While pilates and yoga may be the best exercise choices for natural spinal cord alignment, specific golf exercises have an added advantage because they not only reduce instances of back pain, but they also improve on the dynamics of the golf swing.

According to Mike Pedersen, an expert golf trainer, golf exercises develop power, distance, backswing, follow through motions and a whole set of other characteristics that affect the golf swing. He presents a couple of golf exercises as examples.

Sitting straight-backed on a chair, chest high, reach behind you with your right arm so that your body twists with the motion. Use the other arm to hold onto your left leg to give more intensity to the twist. Hold the position for about 10 seconds and then do the motion again, this time using the other arm.

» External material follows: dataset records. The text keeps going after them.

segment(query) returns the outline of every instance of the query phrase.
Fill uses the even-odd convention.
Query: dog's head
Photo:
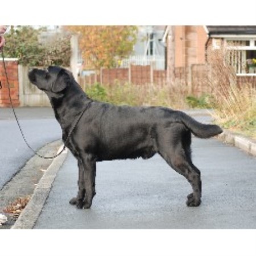
[[[59,98],[73,79],[72,73],[59,67],[49,67],[47,69],[34,68],[28,72],[31,82],[45,92],[51,97]]]

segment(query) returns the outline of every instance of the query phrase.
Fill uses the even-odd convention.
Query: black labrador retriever
[[[79,175],[77,196],[71,204],[90,207],[96,194],[96,162],[148,159],[158,153],[191,184],[187,205],[200,204],[200,172],[191,160],[191,133],[210,138],[222,131],[219,126],[166,108],[118,106],[93,100],[72,73],[60,67],[33,69],[28,77],[48,96],[64,142],[73,131],[67,146],[77,159]]]

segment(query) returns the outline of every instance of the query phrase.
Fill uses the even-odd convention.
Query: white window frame
[[[221,36],[220,36],[221,37]],[[234,50],[234,51],[256,51],[256,35],[255,36],[222,36],[222,38],[224,39],[224,47],[226,49],[229,50]],[[234,40],[234,41],[238,41],[238,40],[242,40],[242,41],[249,41],[250,44],[249,46],[230,46],[228,45],[228,40]],[[242,54],[242,52],[241,53]],[[244,67],[246,65],[246,55],[245,52],[244,54],[244,56],[242,56],[242,59],[243,59],[242,60],[243,63],[244,64]],[[245,68],[243,68],[242,66],[241,66],[240,67],[240,69],[243,70],[243,72],[237,73],[237,76],[256,76],[255,73],[246,73],[244,70]]]

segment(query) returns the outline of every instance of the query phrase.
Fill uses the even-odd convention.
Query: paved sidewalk
[[[210,122],[209,116],[192,112],[197,120]],[[224,137],[227,135],[233,138],[227,133]],[[76,195],[78,176],[76,161],[69,153],[65,161],[65,156],[63,163],[59,160],[57,170],[50,167],[35,191],[38,200],[42,191],[45,199],[49,193],[45,202],[41,200],[42,205],[36,205],[42,209],[39,216],[30,222],[26,209],[32,211],[35,205],[31,200],[13,228],[256,228],[256,158],[215,139],[193,138],[192,141],[193,162],[201,171],[203,181],[203,203],[198,208],[185,205],[191,188],[185,178],[156,155],[147,160],[98,163],[97,195],[92,208],[77,209],[68,203]],[[48,175],[51,182],[46,184]]]
[[[210,121],[209,117],[196,119]],[[54,182],[55,177],[52,179],[51,189],[52,183],[46,185],[49,196],[35,224],[29,224],[27,214],[26,221],[20,217],[14,228],[256,228],[256,158],[215,139],[193,138],[192,142],[193,162],[201,171],[203,181],[203,203],[198,208],[185,205],[191,188],[185,178],[156,155],[146,160],[98,163],[92,207],[79,210],[68,203],[76,195],[78,177],[76,161],[69,153],[59,171],[54,171],[56,177]],[[52,176],[52,171],[46,172],[46,179],[48,174]]]

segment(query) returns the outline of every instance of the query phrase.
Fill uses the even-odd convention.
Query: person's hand
[[[5,39],[2,35],[7,30],[6,26],[0,26],[0,49],[5,45]]]

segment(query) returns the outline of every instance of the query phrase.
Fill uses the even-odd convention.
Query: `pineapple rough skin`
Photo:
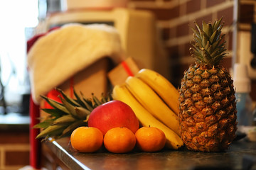
[[[221,67],[191,66],[180,89],[181,138],[188,149],[218,152],[235,137],[237,110],[229,73]]]
[[[191,28],[196,64],[184,72],[178,98],[181,139],[191,150],[223,151],[235,137],[235,91],[228,72],[219,65],[226,50],[221,21]]]

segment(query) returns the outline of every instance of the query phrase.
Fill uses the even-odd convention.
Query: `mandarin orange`
[[[79,127],[70,136],[71,146],[80,152],[95,152],[103,143],[102,132],[92,127]]]
[[[127,153],[131,152],[135,144],[135,135],[127,128],[112,128],[104,136],[104,145],[110,152]]]
[[[157,128],[142,127],[135,133],[136,144],[143,152],[157,152],[166,144],[164,132]]]

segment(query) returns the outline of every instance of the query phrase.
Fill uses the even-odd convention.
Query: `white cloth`
[[[67,24],[40,38],[28,53],[28,66],[35,103],[53,88],[97,60],[124,57],[117,30],[105,24]]]

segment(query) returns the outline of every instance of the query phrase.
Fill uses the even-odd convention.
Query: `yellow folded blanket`
[[[124,60],[119,35],[105,24],[67,24],[40,38],[28,53],[28,66],[35,103],[54,87],[97,60]]]

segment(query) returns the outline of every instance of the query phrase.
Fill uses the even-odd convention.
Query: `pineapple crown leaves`
[[[50,137],[60,138],[69,135],[80,126],[87,125],[87,120],[91,111],[97,106],[112,100],[110,94],[105,96],[103,94],[100,100],[93,94],[92,98],[85,98],[82,92],[79,95],[73,88],[75,97],[74,99],[66,95],[61,89],[56,89],[56,90],[61,94],[58,96],[61,103],[41,96],[53,108],[41,108],[49,115],[33,127],[33,128],[42,128],[36,139]]]
[[[224,23],[223,17],[216,20],[213,24],[206,23],[203,21],[202,27],[195,21],[196,29],[191,27],[193,31],[193,40],[189,49],[191,56],[196,59],[198,64],[201,65],[213,66],[219,64],[225,56],[224,37],[221,35],[221,29]]]

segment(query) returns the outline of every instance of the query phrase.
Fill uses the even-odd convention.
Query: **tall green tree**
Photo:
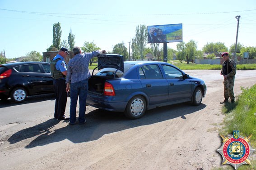
[[[194,40],[191,40],[186,44],[186,63],[189,64],[189,62],[192,61],[194,63],[195,57],[196,54],[197,45]]]
[[[207,42],[203,47],[203,51],[207,54],[219,53],[228,51],[228,47],[223,43]]]
[[[186,44],[184,42],[181,42],[177,44],[176,46],[178,51],[177,55],[177,59],[180,60],[182,63],[182,61],[185,60],[186,58]]]
[[[96,45],[93,41],[89,42],[85,41],[84,43],[84,45],[81,47],[81,49],[84,53],[90,53],[93,51],[96,51],[100,49],[100,48],[98,47]],[[93,58],[90,60],[90,65],[92,65],[93,62]]]
[[[145,25],[140,25],[136,27],[135,37],[137,46],[140,58],[144,58],[144,50],[148,43],[148,30]]]
[[[53,45],[51,45],[51,46],[47,49],[46,49],[46,51],[58,51],[59,49],[53,46]]]
[[[63,47],[69,49],[69,44],[68,44],[67,40],[62,40],[62,41],[61,43],[60,46],[61,47]]]
[[[238,43],[237,46],[237,55],[240,56],[240,53],[241,52],[241,50],[242,48],[243,47],[243,45],[242,45],[240,43]],[[235,54],[235,50],[236,49],[236,43],[234,43],[230,46],[229,48],[229,53],[230,54]]]
[[[256,47],[242,47],[239,56],[243,57],[243,53],[248,52],[249,53],[248,59],[256,59]]]
[[[22,62],[25,61],[42,61],[42,56],[39,52],[36,51],[31,51],[26,55],[26,58],[21,60]]]
[[[161,50],[159,48],[159,43],[151,43],[150,47],[153,53],[153,55],[158,61],[160,61],[160,57],[161,56]]]
[[[53,36],[52,43],[54,46],[59,49],[61,48],[61,27],[60,22],[53,24],[52,28]]]
[[[167,47],[167,59],[168,60],[173,59],[173,55],[177,53],[176,50]]]
[[[69,35],[68,37],[68,40],[69,43],[69,45],[70,45],[70,50],[73,50],[73,49],[74,47],[74,44],[75,41],[74,41],[74,35],[72,34],[72,32],[70,31]]]
[[[129,54],[127,48],[123,42],[116,44],[113,48],[113,53],[122,55],[125,60],[129,59]]]
[[[131,55],[133,60],[139,60],[140,53],[139,52],[139,48],[138,48],[138,45],[137,45],[137,42],[135,38],[133,38],[131,40],[130,48],[131,49]]]

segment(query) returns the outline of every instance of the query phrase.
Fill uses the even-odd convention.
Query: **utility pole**
[[[5,49],[4,49],[4,55],[5,55],[5,64],[6,63],[6,58],[5,58]]]
[[[129,42],[129,57],[128,57],[128,58],[129,58],[129,61],[130,60],[130,41]]]
[[[235,56],[234,59],[235,60],[235,62],[236,63],[237,63],[237,37],[238,36],[238,28],[239,27],[239,19],[241,16],[236,16],[236,19],[237,20],[237,38],[236,39],[236,46],[235,47]]]

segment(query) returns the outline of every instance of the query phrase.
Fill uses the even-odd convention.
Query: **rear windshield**
[[[122,72],[120,70],[118,70],[116,73],[116,78],[121,77],[124,73],[126,72],[133,66],[134,66],[134,64],[125,63],[124,64],[124,72]],[[100,70],[95,75],[114,77],[115,72],[116,71],[116,69],[113,68],[103,68],[102,70]]]
[[[2,74],[2,73],[6,71],[6,70],[7,70],[6,67],[2,66],[0,66],[0,74]]]

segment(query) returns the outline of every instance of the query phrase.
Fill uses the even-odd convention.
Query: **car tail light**
[[[0,79],[3,79],[5,78],[9,77],[11,76],[11,74],[12,69],[9,69],[0,74]]]
[[[105,82],[104,86],[104,95],[105,96],[115,96],[115,90],[113,87],[113,85],[107,82]]]

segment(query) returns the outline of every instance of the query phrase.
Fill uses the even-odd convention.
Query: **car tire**
[[[27,98],[27,91],[23,87],[19,87],[14,89],[11,93],[11,99],[15,103],[24,102]]]
[[[201,104],[203,99],[203,90],[200,87],[197,87],[194,91],[192,104],[194,106],[198,106]]]
[[[135,96],[128,102],[125,111],[125,115],[130,119],[139,119],[144,115],[146,107],[146,101],[143,97]]]

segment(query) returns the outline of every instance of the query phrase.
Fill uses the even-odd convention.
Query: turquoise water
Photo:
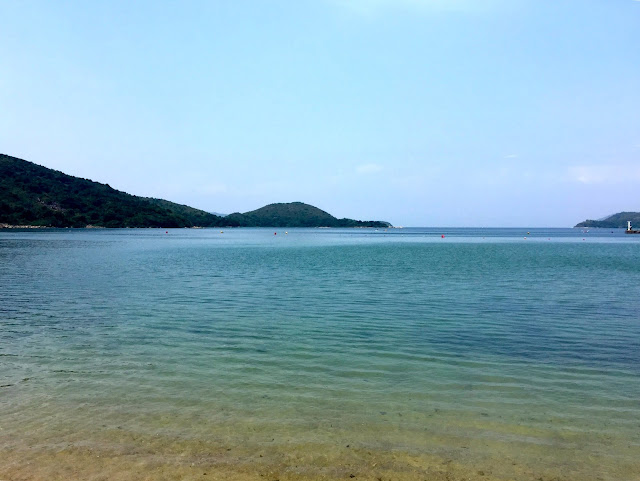
[[[0,478],[640,479],[640,236],[0,231],[0,386]]]

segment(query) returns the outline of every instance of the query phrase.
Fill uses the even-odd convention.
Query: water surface
[[[639,266],[620,230],[0,231],[0,478],[640,479]]]

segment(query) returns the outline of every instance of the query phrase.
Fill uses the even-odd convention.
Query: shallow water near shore
[[[640,479],[638,236],[276,232],[0,231],[0,479]]]

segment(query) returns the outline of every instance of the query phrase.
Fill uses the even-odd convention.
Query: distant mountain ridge
[[[138,197],[0,154],[0,226],[40,227],[386,227],[336,219],[302,202],[217,216],[164,199]]]
[[[225,217],[228,222],[238,222],[248,227],[390,227],[383,221],[338,219],[331,214],[302,202],[269,204],[260,209],[241,214],[235,212]]]
[[[640,212],[618,212],[601,220],[587,219],[576,224],[576,227],[602,227],[605,229],[627,228],[627,222],[631,225],[640,226]]]

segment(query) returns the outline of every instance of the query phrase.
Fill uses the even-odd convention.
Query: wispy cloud
[[[376,174],[382,171],[383,167],[378,164],[363,164],[356,167],[358,174]]]
[[[578,165],[569,167],[569,179],[581,184],[619,184],[640,181],[640,166]]]
[[[330,3],[361,15],[373,15],[387,10],[471,11],[480,10],[498,0],[328,0]]]

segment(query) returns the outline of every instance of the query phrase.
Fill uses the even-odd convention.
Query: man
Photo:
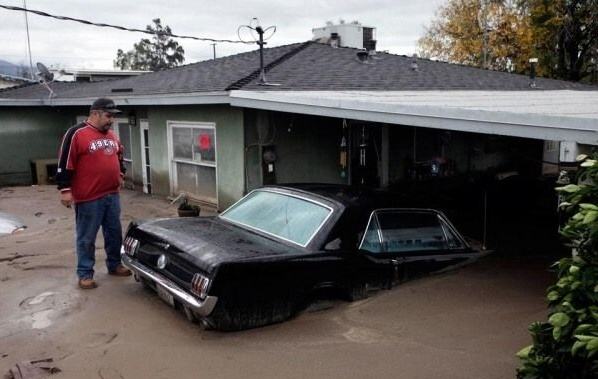
[[[114,115],[119,113],[114,101],[97,99],[91,105],[87,120],[67,130],[60,147],[56,180],[62,204],[75,208],[77,276],[81,289],[97,287],[93,266],[100,226],[108,273],[131,275],[120,261],[122,230],[118,192],[125,171],[123,148],[110,130]]]

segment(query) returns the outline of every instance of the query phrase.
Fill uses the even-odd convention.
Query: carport
[[[250,171],[261,169],[247,175],[247,189],[296,181],[388,188],[504,251],[559,246],[552,188],[598,144],[594,91],[232,91],[230,101],[261,110],[256,133],[272,137],[246,145],[262,154],[261,164],[246,156]],[[303,133],[291,137],[294,128]]]

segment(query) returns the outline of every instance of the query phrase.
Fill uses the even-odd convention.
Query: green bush
[[[570,215],[561,234],[572,254],[554,264],[548,322],[529,327],[532,345],[517,353],[520,379],[598,378],[598,160],[582,155],[578,161],[577,184],[556,189]]]

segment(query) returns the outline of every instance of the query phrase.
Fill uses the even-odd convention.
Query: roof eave
[[[595,118],[520,114],[442,106],[372,104],[370,102],[300,99],[281,93],[232,91],[231,106],[347,118],[424,128],[455,130],[512,137],[576,141],[598,145]]]
[[[227,91],[165,93],[152,95],[112,94],[110,98],[119,106],[136,105],[193,105],[193,104],[229,104]],[[46,98],[46,99],[0,99],[0,107],[59,107],[89,106],[96,98]]]

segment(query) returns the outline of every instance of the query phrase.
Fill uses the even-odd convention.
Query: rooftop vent
[[[417,64],[417,54],[413,54],[413,59],[411,60],[411,70],[419,71],[419,65]]]
[[[538,63],[538,58],[529,59],[529,86],[531,88],[536,88],[536,63]]]
[[[361,50],[361,51],[358,51],[356,54],[357,54],[357,59],[359,59],[360,62],[362,62],[362,63],[368,62],[368,58],[369,58],[370,54],[367,51]]]

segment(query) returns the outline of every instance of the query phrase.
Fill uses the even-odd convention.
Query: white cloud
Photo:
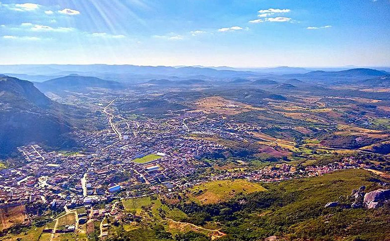
[[[22,4],[16,4],[14,7],[10,7],[11,5],[7,5],[9,9],[20,12],[25,11],[33,11],[39,8],[39,5],[35,4],[25,3]]]
[[[94,33],[91,34],[91,35],[94,37],[100,37],[109,39],[123,39],[126,37],[126,36],[122,34],[114,35],[110,34],[107,33]]]
[[[254,20],[250,20],[249,21],[249,23],[262,23],[264,21],[262,19],[255,19]]]
[[[19,37],[17,36],[13,36],[12,35],[6,35],[5,36],[3,36],[3,38],[5,39],[6,39],[28,40],[30,41],[37,41],[38,40],[41,40],[42,39],[40,38],[38,38],[38,37],[32,37],[28,36]]]
[[[332,25],[327,25],[324,26],[322,26],[322,27],[308,27],[306,28],[306,29],[319,29],[319,28],[332,28]]]
[[[174,34],[173,33],[171,33],[170,35],[154,35],[153,37],[156,39],[168,39],[169,40],[181,40],[183,39],[183,36],[181,35],[172,35]]]
[[[261,14],[264,13],[285,13],[289,12],[291,10],[288,9],[279,9],[270,8],[268,9],[260,10],[259,13]]]
[[[277,17],[276,18],[268,18],[265,21],[268,22],[289,22],[291,19],[285,17]]]
[[[239,26],[233,26],[230,28],[222,28],[218,30],[219,32],[227,32],[229,31],[234,31],[237,30],[242,30],[243,28]]]
[[[191,31],[190,32],[191,35],[192,36],[196,36],[197,35],[199,35],[199,34],[202,34],[202,33],[206,33],[206,32],[205,31],[202,31],[199,30],[197,30],[195,31]]]
[[[273,14],[273,12],[271,13],[263,13],[261,14],[259,14],[257,15],[257,17],[259,17],[259,18],[265,18],[268,15],[271,15]]]
[[[169,39],[171,39],[172,40],[181,40],[183,39],[183,37],[180,35],[177,35],[176,36],[173,36],[168,38]]]
[[[74,10],[68,8],[66,8],[62,10],[59,10],[58,12],[63,14],[68,15],[77,15],[80,14],[80,12],[77,10]]]
[[[50,26],[36,24],[32,27],[30,29],[34,31],[54,32],[70,32],[73,30],[72,28],[59,27],[52,28]]]

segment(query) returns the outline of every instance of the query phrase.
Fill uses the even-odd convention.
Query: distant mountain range
[[[226,81],[238,84],[243,82],[239,80],[254,81],[260,79],[273,79],[280,83],[284,83],[289,79],[296,79],[303,82],[312,83],[337,84],[357,83],[376,76],[384,76],[389,74],[389,72],[385,70],[390,71],[390,69],[386,67],[381,69],[384,70],[369,68],[346,69],[347,67],[323,69],[332,71],[324,71],[323,69],[311,71],[313,70],[312,69],[288,66],[234,68],[226,66],[206,67],[201,66],[172,67],[103,64],[26,65],[0,65],[0,73],[11,73],[6,74],[37,82],[58,78],[63,79],[60,78],[69,78],[69,75],[77,74],[80,76],[95,77],[127,84],[144,83],[151,79],[166,79],[170,81],[200,79],[211,82]],[[341,70],[338,71],[339,70]],[[48,85],[49,83],[47,83]],[[158,84],[161,84],[163,83]],[[181,82],[181,84],[184,84],[185,83]],[[194,84],[193,83],[191,84]],[[113,86],[103,83],[102,85],[106,87],[101,88],[110,88]],[[119,86],[118,84],[117,85]],[[39,85],[37,86],[43,88]],[[96,86],[92,84],[90,87]]]
[[[119,82],[78,74],[57,78],[42,83],[35,83],[35,85],[41,91],[82,90],[93,88],[119,90],[125,88],[123,84]]]
[[[33,141],[51,146],[60,142],[63,146],[72,145],[62,138],[72,129],[67,120],[58,114],[62,107],[31,82],[0,77],[0,156]]]
[[[326,84],[356,83],[375,77],[383,76],[390,73],[370,69],[353,69],[341,71],[312,71],[304,74],[286,74],[284,78],[297,78],[310,82]]]

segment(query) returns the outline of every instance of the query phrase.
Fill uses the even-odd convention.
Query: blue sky
[[[389,0],[0,0],[0,64],[390,66]]]

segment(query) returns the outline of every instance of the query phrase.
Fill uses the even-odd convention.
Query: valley
[[[324,229],[329,240],[385,240],[388,204],[354,206],[350,194],[390,187],[388,92],[346,84],[342,71],[327,77],[342,83],[325,83],[326,72],[211,72],[202,81],[79,75],[60,89],[35,84],[51,107],[25,95],[24,114],[67,128],[43,132],[59,142],[31,138],[3,151],[0,240],[322,240]]]

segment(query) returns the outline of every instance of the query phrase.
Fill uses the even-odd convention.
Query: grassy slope
[[[370,181],[372,177],[367,171],[350,170],[269,184],[268,192],[254,194],[249,201],[253,200],[253,205],[235,214],[242,217],[239,221],[225,223],[228,237],[250,240],[277,235],[292,240],[359,237],[364,240],[385,240],[385,237],[390,237],[388,209],[374,211],[324,207],[341,195],[350,195],[353,189],[361,185],[366,185],[368,190],[377,188],[377,184]],[[270,208],[258,208],[270,200],[275,201]]]
[[[188,196],[191,201],[209,204],[226,201],[241,192],[249,194],[265,190],[258,183],[243,179],[216,181],[194,187]]]
[[[136,159],[135,159],[133,160],[133,161],[136,163],[146,163],[146,162],[149,162],[154,161],[156,159],[158,159],[159,158],[160,158],[161,157],[160,156],[158,156],[157,155],[151,154],[150,155],[145,156],[143,157],[141,157],[141,158],[137,158]]]

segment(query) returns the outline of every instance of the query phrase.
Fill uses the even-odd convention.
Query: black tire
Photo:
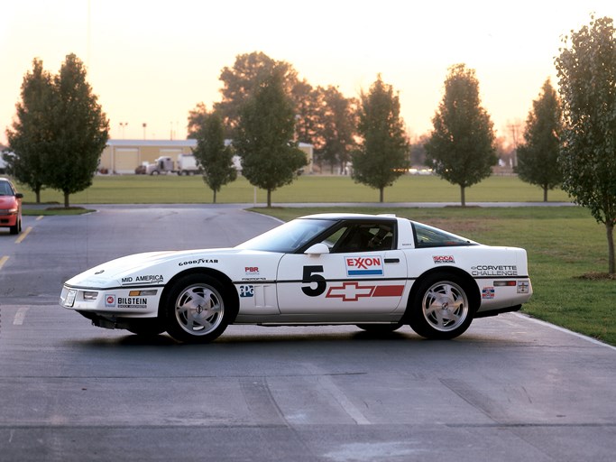
[[[411,328],[421,337],[449,339],[471,325],[477,307],[468,285],[455,274],[432,274],[418,282],[409,312]]]
[[[178,280],[165,303],[167,332],[187,343],[207,343],[217,338],[237,310],[223,284],[205,274]]]
[[[382,335],[394,332],[404,326],[404,324],[398,322],[396,324],[356,324],[356,326],[370,334]]]
[[[12,235],[18,235],[21,232],[22,232],[22,219],[18,217],[17,222],[15,223],[15,226],[9,227],[9,233],[11,233]]]

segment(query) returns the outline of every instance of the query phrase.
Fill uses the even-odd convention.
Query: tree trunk
[[[466,207],[466,192],[464,188],[464,186],[460,185],[460,205],[462,207]]]
[[[607,221],[607,220],[606,220]],[[605,231],[608,236],[608,273],[616,273],[616,259],[614,259],[614,225],[605,224]]]

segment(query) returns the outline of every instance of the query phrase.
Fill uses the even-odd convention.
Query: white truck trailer
[[[200,169],[197,165],[197,159],[192,154],[179,154],[176,162],[169,156],[161,156],[156,159],[154,163],[150,163],[145,168],[145,172],[148,175],[160,175],[161,173],[194,175],[199,171]]]

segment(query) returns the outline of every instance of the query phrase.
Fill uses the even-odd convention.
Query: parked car
[[[395,216],[298,218],[234,248],[152,252],[64,283],[60,305],[95,326],[208,342],[229,324],[409,324],[453,338],[530,298],[526,251]]]
[[[22,232],[22,198],[8,179],[0,178],[0,227],[8,227],[12,235]]]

One more example of Pedersen's golf exercises is the exercise for the hamstring. Sit up straight on a chair then place one leg on top of a table or desk. Flex the knee slightly as you reach towards your feet with both hands which are wrapped around your leg. When you feel hamstring, calf and lower back muscles stretching, hold the position for 10 seconds and repeat with the other leg.

Both these golf exercises not only help with lower back maintenance but also improve on aspects of golf the golf swing.

Other golf exercises address the problem of flexibility in the lower back. Having added flexibility in the lower back reduces the risks of injury. Like the previous two golf exercises, it also improves on several aspects of the golf swing. To begin, get down on the floor and position yourself on your side with knees together and bent at a perpendicular angle to your hips. Put your arms straight out with palms together. Lift one stretched-out arm and rotate it to the other side of the floor so that your upper body is twisted from the waist up. Now you should be lying flat on your back, arms akimbo, with the legs still holding the original position. Repeat the routine and then do it on the opposite side.

Golf exercises are really preventive measures to help avoid back injuries. By being stronger and more flexible, your body's endurance for the golf swing is effectively increased. Furthermore, the added benefit of improving the golf swing through these same golf exercises, provides an opportunity to golfers. Where the primary purpose of golf exercises is to strengthen the body and make it more flexible, the improved golf swing dynamics becomes an added bonus.